IAG last month became the first major airline group to make the net zero by 2050 commitment, leading the way amid intense pressure from climate change activists such as Extinction Rebellion and teenager Greta Thunberg.
The high-profile debate has spurred increasing numbers of environmentally conscious travellers and investors, putting pressure on the aviation industry.
The broader industry has committed to halving emissions by 2050 compared to 2005 levels.
Qantas said it was looking to cap net emissions at 2020 levels and will invest A$50 million (£26.81 million) over 10 years to develop sustainable fuel to help lower carbon emissions by 80% compared with traditional jet fuel.

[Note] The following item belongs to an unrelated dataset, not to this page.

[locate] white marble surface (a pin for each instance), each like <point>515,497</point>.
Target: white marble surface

Australia’s national carrier has already experimented by flying a plane from Los Angeles to Melbourne using mustard seed biofuel.
“So we know the technology’s possible,” Joyce told Australian Broadcasting Corp. “It’s to actually do it commercially and to do it on scale and not impact the other environmental concerns like taking away from food crops or increasing the cost of food crops. That’s why it’ll take some time to get there.”

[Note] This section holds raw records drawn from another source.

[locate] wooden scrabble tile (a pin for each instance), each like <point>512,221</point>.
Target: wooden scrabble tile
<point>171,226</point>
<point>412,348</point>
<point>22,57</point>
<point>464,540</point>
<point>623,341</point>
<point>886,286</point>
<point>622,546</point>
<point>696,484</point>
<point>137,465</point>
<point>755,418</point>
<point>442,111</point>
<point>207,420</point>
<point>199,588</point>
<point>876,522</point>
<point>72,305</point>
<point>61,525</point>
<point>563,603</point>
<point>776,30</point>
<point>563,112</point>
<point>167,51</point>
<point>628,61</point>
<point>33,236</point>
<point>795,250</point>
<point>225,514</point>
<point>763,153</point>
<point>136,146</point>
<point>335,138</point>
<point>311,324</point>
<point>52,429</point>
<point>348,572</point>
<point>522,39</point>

Qantas’ pledge coincided with an outbreak of deadly bushfires along Australia’s east coast, which experts have linked to climate change.
Qantas said it operates the largest carbon offset programme in the aviation industry, with around 10% of customers choosing to offset their flights through conservation and environmental projects. The airline said it would now match every dollar spent on offsets, effectively doubling the number of flights offset.
Air France and British Airways last month said they would offset all emissions on their domestic flights from 2020.
Airline companies are finding it harder to ignore growing scrutiny of their climate change policies by investors.
Fund managers, pension funds, sovereign wealth funds and others are showing greater care when investing in companies, and have started limiting exposure to oil, gas and coal stocks.
In coordination with the International Air Transport Association, which represents nearly 300 airlines, the aviation industry is launching a campaign it hopes will counter a ‘flight shaming’ movement that has gained momentum as travellers become more concerned about their environmental impact.
The aviation industry has already cut carbon emissions from each plane traveller in half since 1990, largely thanks to more fuel-efficient aircraft.
Plane and engine makers are also working on plans for hybrid or all-electric engines to help lower emissions in the future.